During the year, I also participated, mostly remotely, in a number of academic conferences, some of which were international. I gave an international keynote talk, although unfortunately from the confines of my home office at not with my long-time friends in Argentina, at the Jornadas de Informática en Salud del Hospital Italiano de Buenos Aires on November 16th entitled, Artificial Intelligence in Medicine: The Need to Translate From Basic Science to Clinical Value. Both the video part of my talk and my slides and references can be viewed online.
In another international conference in Portugal, I spoke virtually on a panel at the conference, Healthcare in Post-Pandemic – Will Value for Health be the Way?, hosted by the Value for Health Collaborative in Lisbon, Portugal (virtual), June 18th. Domestically, I provided an update virtually, AMIA Update on Academic, Education and Certification Initiatives, at the CAHIIM Fall Festival: Navigating Higher Education 2021 (virtual), October 7th.
Fortunately, I was able to participate in one conference in person. After a year and a half of not attending any conference in person, I was able to make it to the AMIA Annual Symposium in San Diego, CA from October 29-November 3. This meeting marked my 36th consecutive year attending the AMIA Annual Symposium, which was known as the Symposium on Computer Applications in Medical Care (SCAMC) when I first attended it in 1986. Last year, of course, the meeting was completely virtual, but fortunately the meeting took place in San Diego, where the mild climate of southern California allowed all social events to be outdoors. At the conference I participated in a panel entitled, Career Development Issues for Women in Biomedical Informatics Within Professional Organizations, on November 1st.
I was also interviewed for a couple of podcasts.

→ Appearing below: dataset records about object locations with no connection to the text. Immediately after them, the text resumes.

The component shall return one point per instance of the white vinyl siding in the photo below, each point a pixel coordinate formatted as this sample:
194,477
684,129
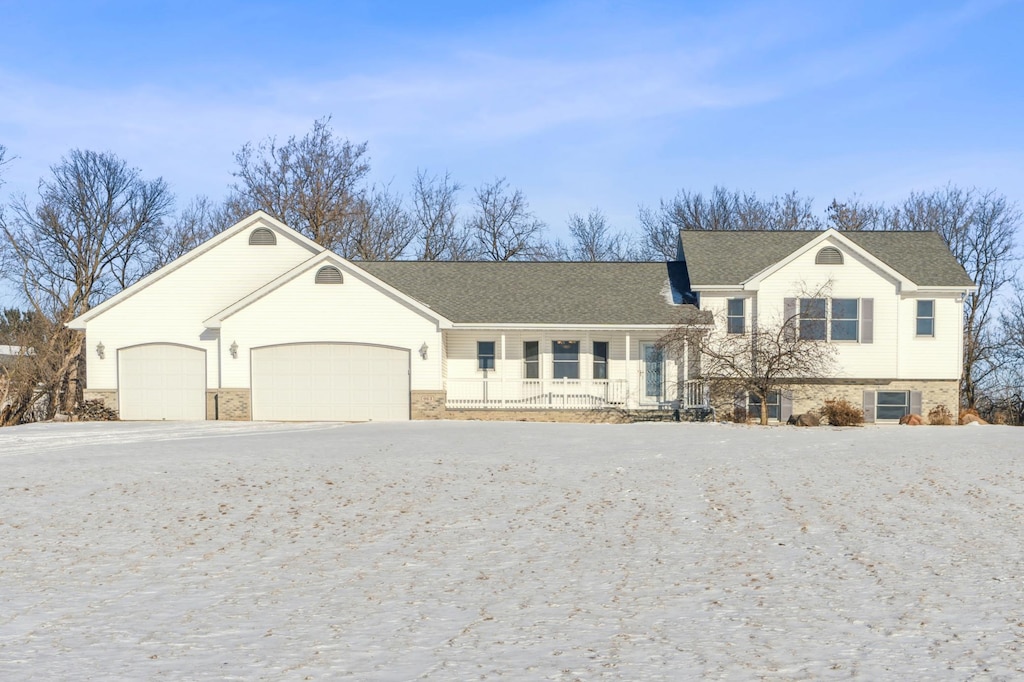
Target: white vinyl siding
161,381
337,382
357,311
172,308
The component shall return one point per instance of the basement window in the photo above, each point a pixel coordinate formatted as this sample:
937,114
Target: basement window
262,237
329,274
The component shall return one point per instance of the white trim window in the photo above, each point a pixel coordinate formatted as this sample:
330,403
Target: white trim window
530,359
925,325
600,359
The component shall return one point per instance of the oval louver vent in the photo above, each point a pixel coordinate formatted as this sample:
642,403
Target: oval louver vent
829,256
262,237
329,274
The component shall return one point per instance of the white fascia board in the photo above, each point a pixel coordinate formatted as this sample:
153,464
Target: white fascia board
259,217
327,257
754,283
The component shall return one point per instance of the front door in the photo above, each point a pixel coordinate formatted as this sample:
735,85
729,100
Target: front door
653,373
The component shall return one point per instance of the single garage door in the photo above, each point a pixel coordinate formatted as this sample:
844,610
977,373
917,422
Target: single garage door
162,381
330,382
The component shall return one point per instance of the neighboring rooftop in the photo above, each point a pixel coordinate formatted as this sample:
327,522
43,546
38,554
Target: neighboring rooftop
540,293
730,257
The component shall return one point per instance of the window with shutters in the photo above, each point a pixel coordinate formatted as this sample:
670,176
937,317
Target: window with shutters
566,359
734,315
329,274
833,318
600,359
262,237
926,318
531,359
774,406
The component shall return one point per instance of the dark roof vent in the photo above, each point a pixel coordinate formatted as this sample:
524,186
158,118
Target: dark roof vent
262,237
329,274
829,256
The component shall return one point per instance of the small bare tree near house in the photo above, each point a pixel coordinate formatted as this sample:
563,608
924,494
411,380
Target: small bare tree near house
768,356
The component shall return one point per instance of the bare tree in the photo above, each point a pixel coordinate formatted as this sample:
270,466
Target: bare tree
312,183
594,240
436,219
766,358
90,235
980,228
382,228
503,225
199,221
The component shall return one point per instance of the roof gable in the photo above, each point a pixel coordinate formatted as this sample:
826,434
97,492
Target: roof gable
257,219
540,293
314,263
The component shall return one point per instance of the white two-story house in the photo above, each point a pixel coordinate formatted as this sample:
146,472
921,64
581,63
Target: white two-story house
890,302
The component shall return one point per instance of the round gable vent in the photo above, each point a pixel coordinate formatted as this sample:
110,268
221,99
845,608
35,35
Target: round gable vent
829,256
262,237
329,274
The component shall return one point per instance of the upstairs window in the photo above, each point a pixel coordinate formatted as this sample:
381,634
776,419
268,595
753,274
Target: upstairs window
262,237
734,315
926,317
828,256
329,274
812,318
600,359
531,359
845,321
485,355
566,359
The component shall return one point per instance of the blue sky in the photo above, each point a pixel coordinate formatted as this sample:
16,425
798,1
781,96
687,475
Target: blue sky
581,104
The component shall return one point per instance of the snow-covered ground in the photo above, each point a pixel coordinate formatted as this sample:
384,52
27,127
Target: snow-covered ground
465,551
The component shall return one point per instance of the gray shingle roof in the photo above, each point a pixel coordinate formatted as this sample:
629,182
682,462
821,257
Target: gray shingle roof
730,257
539,293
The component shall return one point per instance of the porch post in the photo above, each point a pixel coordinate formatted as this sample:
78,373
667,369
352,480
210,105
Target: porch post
629,375
686,373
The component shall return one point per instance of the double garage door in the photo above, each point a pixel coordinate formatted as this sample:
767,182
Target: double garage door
295,382
333,382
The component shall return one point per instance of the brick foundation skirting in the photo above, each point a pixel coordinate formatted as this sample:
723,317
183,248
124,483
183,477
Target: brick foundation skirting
430,406
230,405
812,396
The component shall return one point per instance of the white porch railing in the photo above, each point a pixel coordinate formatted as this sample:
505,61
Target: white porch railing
561,394
536,393
695,394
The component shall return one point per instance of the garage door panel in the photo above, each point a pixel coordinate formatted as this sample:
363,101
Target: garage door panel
330,382
162,381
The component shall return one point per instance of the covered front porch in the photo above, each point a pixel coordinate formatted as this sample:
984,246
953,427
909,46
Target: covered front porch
573,369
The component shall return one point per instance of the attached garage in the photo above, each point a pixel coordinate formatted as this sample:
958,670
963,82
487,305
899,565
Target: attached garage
162,381
335,382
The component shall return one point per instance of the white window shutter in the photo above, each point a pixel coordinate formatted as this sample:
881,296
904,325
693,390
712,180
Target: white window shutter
869,407
790,315
867,321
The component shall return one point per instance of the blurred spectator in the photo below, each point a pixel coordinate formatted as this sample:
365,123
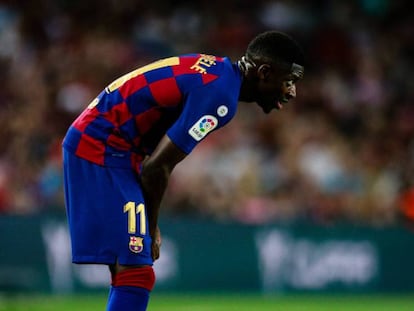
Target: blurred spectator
342,152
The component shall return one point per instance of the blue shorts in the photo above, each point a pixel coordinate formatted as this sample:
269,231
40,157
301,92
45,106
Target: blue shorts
106,214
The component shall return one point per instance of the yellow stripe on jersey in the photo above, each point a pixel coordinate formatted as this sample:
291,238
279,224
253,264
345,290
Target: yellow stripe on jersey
171,61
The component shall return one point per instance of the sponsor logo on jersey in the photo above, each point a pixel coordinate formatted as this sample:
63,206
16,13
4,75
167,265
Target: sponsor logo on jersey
202,127
135,244
222,110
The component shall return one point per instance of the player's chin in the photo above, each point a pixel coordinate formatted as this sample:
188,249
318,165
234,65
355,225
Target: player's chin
267,107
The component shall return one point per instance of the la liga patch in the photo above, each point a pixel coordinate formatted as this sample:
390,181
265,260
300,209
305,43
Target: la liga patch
135,244
202,127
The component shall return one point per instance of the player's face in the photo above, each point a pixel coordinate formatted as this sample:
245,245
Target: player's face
276,88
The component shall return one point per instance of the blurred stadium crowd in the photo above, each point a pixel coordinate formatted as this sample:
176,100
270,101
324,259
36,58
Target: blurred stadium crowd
344,151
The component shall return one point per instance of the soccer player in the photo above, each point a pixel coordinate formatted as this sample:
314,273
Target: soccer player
119,153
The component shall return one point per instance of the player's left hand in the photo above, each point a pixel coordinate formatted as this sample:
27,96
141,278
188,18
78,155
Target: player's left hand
156,244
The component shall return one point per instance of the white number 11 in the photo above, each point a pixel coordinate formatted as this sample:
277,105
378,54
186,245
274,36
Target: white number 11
133,210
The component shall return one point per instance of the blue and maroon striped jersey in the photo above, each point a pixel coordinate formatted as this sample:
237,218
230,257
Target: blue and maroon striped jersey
185,97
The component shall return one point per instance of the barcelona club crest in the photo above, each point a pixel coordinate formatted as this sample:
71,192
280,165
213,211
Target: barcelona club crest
135,244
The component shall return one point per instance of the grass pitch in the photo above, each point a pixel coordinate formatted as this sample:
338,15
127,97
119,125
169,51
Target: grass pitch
181,302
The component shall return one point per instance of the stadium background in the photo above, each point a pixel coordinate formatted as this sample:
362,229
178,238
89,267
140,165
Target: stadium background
328,180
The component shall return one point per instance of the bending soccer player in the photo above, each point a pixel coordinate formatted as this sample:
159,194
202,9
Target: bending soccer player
119,153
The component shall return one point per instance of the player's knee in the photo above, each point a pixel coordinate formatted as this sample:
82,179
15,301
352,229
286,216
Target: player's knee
143,277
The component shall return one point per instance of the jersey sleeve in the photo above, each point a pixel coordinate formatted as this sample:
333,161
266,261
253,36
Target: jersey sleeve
206,109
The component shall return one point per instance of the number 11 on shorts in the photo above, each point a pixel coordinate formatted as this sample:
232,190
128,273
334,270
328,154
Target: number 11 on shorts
132,209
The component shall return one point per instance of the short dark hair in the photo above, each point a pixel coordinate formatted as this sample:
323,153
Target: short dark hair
276,46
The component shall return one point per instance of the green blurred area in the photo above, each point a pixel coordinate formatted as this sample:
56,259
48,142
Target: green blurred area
243,302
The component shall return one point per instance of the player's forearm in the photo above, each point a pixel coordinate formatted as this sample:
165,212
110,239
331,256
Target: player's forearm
154,181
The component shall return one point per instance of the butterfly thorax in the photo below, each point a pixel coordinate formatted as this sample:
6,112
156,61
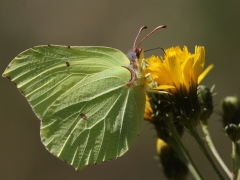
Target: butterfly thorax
135,57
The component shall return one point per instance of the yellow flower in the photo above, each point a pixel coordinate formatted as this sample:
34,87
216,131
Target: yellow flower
178,74
178,69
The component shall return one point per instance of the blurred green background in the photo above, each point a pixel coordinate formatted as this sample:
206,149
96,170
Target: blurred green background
25,23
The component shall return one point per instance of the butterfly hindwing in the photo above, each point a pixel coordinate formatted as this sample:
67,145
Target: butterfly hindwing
80,94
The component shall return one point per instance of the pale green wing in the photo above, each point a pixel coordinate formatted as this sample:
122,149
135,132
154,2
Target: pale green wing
98,123
88,113
44,73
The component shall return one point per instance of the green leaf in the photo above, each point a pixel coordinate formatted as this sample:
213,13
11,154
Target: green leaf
88,113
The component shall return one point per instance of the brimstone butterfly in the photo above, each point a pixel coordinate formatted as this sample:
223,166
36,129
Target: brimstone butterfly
90,100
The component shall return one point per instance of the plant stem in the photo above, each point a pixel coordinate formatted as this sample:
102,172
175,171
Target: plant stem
214,151
235,160
180,149
194,133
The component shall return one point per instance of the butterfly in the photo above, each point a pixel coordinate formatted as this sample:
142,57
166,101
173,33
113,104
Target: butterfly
89,99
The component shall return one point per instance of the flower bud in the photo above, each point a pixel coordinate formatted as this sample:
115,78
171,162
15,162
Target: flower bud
205,102
230,110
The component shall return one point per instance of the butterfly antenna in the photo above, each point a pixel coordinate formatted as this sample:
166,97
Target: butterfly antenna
157,28
155,48
140,30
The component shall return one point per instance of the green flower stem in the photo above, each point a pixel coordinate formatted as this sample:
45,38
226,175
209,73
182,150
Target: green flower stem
213,149
175,142
235,160
194,133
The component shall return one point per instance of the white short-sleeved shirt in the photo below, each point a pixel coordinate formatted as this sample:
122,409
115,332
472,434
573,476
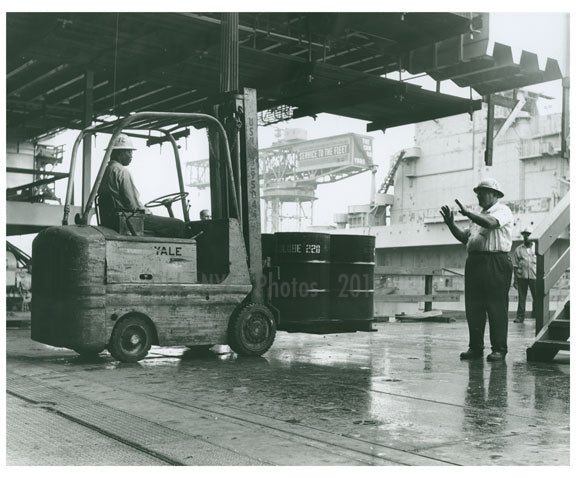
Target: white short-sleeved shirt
492,240
525,259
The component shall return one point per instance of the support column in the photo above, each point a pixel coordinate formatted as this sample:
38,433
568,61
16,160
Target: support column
87,143
565,135
489,132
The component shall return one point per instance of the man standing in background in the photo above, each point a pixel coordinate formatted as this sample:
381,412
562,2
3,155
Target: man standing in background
524,272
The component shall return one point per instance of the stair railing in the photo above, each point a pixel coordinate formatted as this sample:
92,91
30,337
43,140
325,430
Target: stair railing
548,273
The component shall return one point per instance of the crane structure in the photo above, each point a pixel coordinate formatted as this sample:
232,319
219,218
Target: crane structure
292,168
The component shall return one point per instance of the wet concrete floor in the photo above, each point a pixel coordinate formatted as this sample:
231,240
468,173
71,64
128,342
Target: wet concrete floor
399,396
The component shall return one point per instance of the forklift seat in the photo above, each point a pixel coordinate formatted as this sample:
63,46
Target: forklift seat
129,223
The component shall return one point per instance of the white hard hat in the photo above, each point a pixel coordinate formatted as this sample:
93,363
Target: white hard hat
122,142
489,183
526,229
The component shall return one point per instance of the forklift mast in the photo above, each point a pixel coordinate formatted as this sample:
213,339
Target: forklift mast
239,115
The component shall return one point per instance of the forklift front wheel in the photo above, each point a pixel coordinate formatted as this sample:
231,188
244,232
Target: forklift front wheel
131,339
252,330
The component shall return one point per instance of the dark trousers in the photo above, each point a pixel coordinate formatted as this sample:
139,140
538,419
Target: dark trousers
161,226
523,285
487,279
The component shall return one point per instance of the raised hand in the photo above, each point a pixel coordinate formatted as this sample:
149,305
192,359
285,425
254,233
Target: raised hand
463,210
447,215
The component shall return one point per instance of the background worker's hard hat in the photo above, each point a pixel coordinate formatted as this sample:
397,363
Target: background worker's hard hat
490,183
122,142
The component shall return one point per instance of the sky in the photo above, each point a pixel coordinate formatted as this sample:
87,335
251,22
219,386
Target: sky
154,172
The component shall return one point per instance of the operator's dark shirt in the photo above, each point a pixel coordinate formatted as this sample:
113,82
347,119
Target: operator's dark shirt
117,185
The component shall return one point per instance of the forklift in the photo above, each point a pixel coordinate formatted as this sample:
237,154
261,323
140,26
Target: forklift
97,287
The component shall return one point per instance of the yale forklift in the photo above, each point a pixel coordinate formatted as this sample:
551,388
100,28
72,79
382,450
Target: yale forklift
97,287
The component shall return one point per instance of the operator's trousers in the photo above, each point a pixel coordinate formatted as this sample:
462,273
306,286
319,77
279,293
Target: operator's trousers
161,226
487,279
523,285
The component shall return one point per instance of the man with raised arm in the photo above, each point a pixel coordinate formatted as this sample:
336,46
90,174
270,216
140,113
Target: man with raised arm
488,271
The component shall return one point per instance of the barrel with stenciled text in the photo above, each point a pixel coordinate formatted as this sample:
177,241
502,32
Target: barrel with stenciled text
352,261
301,292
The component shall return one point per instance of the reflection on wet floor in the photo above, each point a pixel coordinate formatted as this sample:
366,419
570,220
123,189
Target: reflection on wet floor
403,387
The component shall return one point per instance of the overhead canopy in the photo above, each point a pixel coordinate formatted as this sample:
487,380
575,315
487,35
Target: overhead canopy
316,62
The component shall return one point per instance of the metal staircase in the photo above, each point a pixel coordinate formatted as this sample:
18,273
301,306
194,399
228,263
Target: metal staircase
552,334
553,337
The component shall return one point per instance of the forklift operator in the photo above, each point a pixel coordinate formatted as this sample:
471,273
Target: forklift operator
117,192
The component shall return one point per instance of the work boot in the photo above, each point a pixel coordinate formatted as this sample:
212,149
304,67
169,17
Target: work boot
471,354
496,357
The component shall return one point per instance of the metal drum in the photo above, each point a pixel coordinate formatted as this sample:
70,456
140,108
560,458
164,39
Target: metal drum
302,290
352,278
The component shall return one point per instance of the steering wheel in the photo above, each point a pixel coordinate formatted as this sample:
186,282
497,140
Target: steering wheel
167,201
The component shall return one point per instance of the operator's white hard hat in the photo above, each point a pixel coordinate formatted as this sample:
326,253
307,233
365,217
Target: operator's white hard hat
122,142
489,183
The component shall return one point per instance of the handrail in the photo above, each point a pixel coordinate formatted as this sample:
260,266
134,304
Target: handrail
547,273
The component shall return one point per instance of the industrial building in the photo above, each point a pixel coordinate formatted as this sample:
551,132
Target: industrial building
147,338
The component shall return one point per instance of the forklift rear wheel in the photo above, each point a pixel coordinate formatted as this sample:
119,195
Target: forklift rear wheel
252,330
131,339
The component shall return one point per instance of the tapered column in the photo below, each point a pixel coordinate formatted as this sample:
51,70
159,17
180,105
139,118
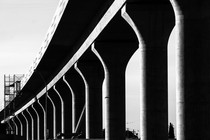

One was, Conversations from the AMIA 2021 Symposium, from The Public Health Networker podcast of the Public Health Podcast Network, in which I gave some history and perspective of AMIA and its Annual Symposium over the years.
Another podcast in which I took part was from the series called Sound Practice, hosted by the American Association for Physician Leadership. My session was At the Intersection of Technology and Healing: Trends in Medical Informatics.
Finally, I also had a chance to do some writing focused on local issues in Portland, OR and the cities challenges in grappling with economic and social issues exacerbated the pandemic. I authored a perspective for a series in the Portland Business Journal entitled, Don't Count Portland Out (apologies for it being behind a paywall).